Tuesday, April 8, 2008
Thinking through the box
Years ago one of the first photoblogs I began reading regularly was Doug Plummer's Dispatches. In the past few months, Plummer has shifted from photography to videography (for the purpose of this post, I'm going to call all recorded moving images videography, including film), occasionally posting clips on his blog and more often detailing the trials and trevails of learning a new craft as a novice. It's been interesting peeking over his shoulder.
On their face, videography and photography seem similar. You look through a box and record what's out there. Some of the same visual skills are applicable to each craft, which is why there are many people like Doug Plummer who do both, and why the history of photography is littered with people who crossed over into film. Cartier-Bresson gave up photography for film for a few years, as did Strand and Frank. My friends Bobby and Chris have experimented with both. The two arts seem malleable and similar enough to promote a lot of crossover. Certainly pop culture associates them as interchangeables.
Speaking personally, I just don't get it. I am in love with photography and yet I feel nothing for videography. I could never cross over. Creating moving images seems completely boring and dead to me. I'm not sure why this is. Every time I read about someone like Plummer switching gears it brings up the same questions. I ask myself if the two crafts are really so different, and if not, why don't I have any interest in videography?
I think part of it is due to my love for the moment. The photographs I love best are about synchronicity and irreplaceability. They exist for a split second and are gone, and perhaps occasionally they are captured. There is something very essential, zenlike, and poetic in their nature which is NOT in the nature of any video because by nature a video captures more than one moment.
The other hangup I have about videography is that it generally attempts to record reality. Watching video footage, it is generally pretty clear what was happening in front of the camera. This is true for documentary or pure footage of the sort Plummer is pursuing, but even when actors are used or clips are manipulated in post-production, it is generally possible to interpret the reality of the original scene. With photography, this is not always possible or desirable. By nature a photograph contains less information than video footage. By withholding that information a photo can be subtle, mysterious, and confusing in delightful ways. It can tell you nothing about the original scene and for me that's great. I think this is why I have a hard time appreciating photojournalism or other photography that attempts to tell a story. To paraphrase Winogrand (who I can almost guarantee had no interest in videography), it's about the photograph, not about what was photographed.
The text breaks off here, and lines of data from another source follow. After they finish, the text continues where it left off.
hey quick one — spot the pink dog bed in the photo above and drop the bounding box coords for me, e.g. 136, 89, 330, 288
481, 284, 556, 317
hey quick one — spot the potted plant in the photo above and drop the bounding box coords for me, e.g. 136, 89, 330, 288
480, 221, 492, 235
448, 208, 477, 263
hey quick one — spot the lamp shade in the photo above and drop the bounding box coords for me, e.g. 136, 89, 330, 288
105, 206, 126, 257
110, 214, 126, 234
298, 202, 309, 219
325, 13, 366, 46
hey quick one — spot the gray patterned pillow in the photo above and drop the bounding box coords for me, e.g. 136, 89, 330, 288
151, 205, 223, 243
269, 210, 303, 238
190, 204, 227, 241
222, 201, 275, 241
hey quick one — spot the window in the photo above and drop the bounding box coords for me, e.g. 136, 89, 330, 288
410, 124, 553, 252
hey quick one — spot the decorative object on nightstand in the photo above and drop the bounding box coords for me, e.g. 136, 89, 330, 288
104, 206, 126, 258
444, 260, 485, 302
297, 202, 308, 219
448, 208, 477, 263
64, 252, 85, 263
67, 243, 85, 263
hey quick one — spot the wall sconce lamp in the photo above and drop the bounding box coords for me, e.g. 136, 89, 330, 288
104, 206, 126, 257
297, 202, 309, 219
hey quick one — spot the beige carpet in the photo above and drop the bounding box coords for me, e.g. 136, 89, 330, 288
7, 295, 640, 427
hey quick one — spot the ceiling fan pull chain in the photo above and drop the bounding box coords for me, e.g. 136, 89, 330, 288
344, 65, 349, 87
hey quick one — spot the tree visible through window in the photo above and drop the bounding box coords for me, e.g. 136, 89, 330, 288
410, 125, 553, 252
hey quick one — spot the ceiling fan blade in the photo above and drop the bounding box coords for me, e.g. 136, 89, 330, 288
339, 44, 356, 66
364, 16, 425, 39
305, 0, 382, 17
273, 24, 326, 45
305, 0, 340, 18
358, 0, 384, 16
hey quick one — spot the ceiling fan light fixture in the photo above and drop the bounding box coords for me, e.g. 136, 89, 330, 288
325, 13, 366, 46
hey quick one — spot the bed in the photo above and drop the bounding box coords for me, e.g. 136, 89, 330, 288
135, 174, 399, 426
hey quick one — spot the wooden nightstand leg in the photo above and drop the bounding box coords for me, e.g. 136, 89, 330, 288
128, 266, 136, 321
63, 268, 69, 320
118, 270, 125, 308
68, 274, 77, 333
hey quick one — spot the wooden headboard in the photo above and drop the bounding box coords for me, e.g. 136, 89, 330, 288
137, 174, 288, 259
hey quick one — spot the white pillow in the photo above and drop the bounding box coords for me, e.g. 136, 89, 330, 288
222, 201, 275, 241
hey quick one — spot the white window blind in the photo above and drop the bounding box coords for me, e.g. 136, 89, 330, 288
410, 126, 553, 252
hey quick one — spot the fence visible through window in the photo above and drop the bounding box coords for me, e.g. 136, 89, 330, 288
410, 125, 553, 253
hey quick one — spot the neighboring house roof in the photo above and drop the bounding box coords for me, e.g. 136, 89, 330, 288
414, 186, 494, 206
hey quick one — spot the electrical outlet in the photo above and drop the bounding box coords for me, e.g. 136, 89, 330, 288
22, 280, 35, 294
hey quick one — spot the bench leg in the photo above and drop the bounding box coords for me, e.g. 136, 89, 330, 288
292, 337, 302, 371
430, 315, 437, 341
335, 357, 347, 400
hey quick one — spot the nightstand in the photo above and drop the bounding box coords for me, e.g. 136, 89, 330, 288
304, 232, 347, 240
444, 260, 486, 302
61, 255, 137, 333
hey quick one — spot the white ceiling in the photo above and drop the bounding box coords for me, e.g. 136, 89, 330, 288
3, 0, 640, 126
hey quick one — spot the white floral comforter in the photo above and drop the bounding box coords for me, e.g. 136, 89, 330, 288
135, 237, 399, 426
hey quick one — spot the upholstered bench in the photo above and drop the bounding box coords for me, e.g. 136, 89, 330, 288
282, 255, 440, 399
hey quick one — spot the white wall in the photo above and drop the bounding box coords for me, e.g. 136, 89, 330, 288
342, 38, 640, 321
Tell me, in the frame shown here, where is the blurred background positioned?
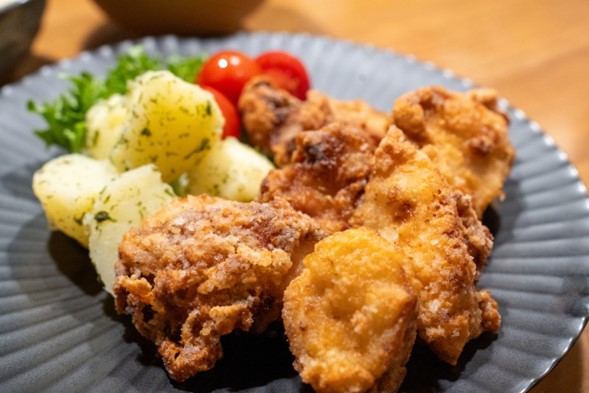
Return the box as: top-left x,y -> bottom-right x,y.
2,0 -> 589,391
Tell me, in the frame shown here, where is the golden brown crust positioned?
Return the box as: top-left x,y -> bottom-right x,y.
239,77 -> 388,166
351,126 -> 500,365
238,76 -> 305,157
258,122 -> 378,234
114,194 -> 324,382
392,86 -> 514,216
455,192 -> 494,274
283,228 -> 417,393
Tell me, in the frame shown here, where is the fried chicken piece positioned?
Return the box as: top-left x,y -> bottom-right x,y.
258,121 -> 377,234
351,126 -> 500,365
392,86 -> 514,216
114,195 -> 324,382
239,77 -> 388,166
283,228 -> 418,393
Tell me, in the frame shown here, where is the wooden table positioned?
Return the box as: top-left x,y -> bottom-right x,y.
7,0 -> 589,391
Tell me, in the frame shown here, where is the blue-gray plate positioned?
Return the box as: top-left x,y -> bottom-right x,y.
1,33 -> 588,393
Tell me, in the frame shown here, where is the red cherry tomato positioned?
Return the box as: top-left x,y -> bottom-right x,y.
202,86 -> 240,139
255,51 -> 310,100
197,50 -> 261,105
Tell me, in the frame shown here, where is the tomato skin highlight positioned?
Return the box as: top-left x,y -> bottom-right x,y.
255,51 -> 310,100
202,86 -> 241,139
197,50 -> 261,105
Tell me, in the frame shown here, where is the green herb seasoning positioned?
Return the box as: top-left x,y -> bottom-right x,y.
94,210 -> 115,223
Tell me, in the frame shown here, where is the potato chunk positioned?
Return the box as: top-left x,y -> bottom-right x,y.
85,93 -> 128,160
109,70 -> 224,182
84,164 -> 175,295
32,154 -> 118,247
185,137 -> 274,201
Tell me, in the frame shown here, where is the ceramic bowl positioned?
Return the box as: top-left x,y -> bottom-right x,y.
93,0 -> 264,36
0,0 -> 46,82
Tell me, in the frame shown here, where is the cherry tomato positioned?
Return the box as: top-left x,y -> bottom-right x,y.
197,50 -> 261,105
202,86 -> 240,139
255,51 -> 310,100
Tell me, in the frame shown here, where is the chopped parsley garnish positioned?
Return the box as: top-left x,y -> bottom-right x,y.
94,210 -> 115,223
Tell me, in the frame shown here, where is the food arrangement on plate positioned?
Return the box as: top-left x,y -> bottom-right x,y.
26,42 -> 518,393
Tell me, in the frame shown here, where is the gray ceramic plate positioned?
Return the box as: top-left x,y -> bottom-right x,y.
1,33 -> 588,393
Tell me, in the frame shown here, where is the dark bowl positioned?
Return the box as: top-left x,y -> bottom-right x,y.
0,0 -> 46,82
93,0 -> 265,36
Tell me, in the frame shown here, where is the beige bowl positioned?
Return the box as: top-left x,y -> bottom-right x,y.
93,0 -> 264,35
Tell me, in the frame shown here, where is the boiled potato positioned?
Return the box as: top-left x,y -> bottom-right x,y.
83,164 -> 174,295
85,93 -> 128,160
186,137 -> 274,201
109,71 -> 224,182
32,154 -> 118,247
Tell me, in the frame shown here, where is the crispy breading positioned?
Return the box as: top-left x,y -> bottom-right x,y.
455,191 -> 494,274
239,77 -> 388,166
392,86 -> 514,216
283,228 -> 418,393
113,195 -> 324,382
258,122 -> 377,234
351,126 -> 500,365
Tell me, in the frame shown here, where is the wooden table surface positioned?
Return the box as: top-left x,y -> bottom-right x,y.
7,0 -> 589,391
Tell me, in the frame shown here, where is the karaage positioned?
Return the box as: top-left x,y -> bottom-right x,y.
239,77 -> 388,166
351,126 -> 500,365
258,121 -> 377,234
392,86 -> 514,216
283,228 -> 418,393
114,194 -> 324,381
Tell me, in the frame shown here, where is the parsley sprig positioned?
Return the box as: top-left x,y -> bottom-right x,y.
28,47 -> 206,153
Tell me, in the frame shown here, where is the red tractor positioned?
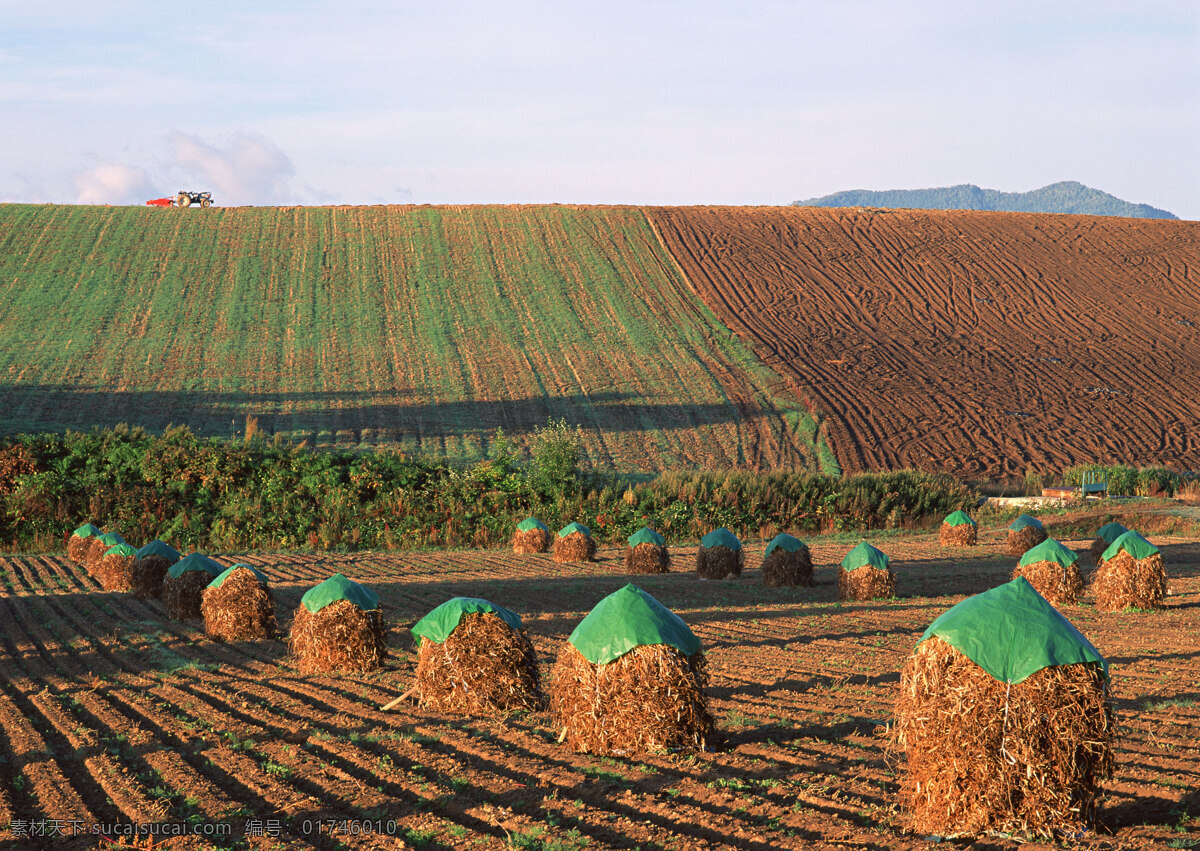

That may not make sense but it's the best way I know how to explain it. So reading Dispatches lately has held some of the watch-between-the-fingers sensibility of a horror film. Why is he...No, Don't go in that room! Doesn't he know what's in there? And alone?! I watch with fascination as he plunges eagerly into what to me seems clearly to be a dead zone.
I'm sure others will disagree. Let's hear some counter arguments.
Subscribe to:
Post Comments (Atom)
4 comments:
http://www.youtube.com/watch?v=xlVUt4hAV8w
Yeah, photography shows everything without telling anything, which is lovely. Hard to replicate with video (although I'm tempted often, and I've done some). Now flickr also hosts video up to 90s, so this was a very well timed post.
To put one of the differences between the two media in sharp foucus (ha ha) I heard a fascinating comment by William Klein in a documentry about him (and others): He said (and I paraphrase very loosely):
A great photographer may have a archive of 250 great images. An average photo may be shot in say 1/125 th of a second. That means that the entire archive adds up to 2 seconds of real life.
I never thought of it that way!
I know what you mean. Photography is more distilled. It has a unique power in that it seems to show everything but at the same time shows nothing. Video explains itself over and over, while a good photograph can shout or murmur mysteriously without giving itself away. Each viewer might also hear a slightly different song depending on what they bring to the table, in essense, participating in a way not unlike the photographer when the image was created.
Having said that...Lately I've seen some shit in a very videographic way - a figure moving through a landscape, patterns of hail running through rivulets, a burst of human energy and motion followed by calm.
Some of these little moments strike me in a way very similar to noticing something photographically, a little window opens, something comes together, there is a beginning, an end.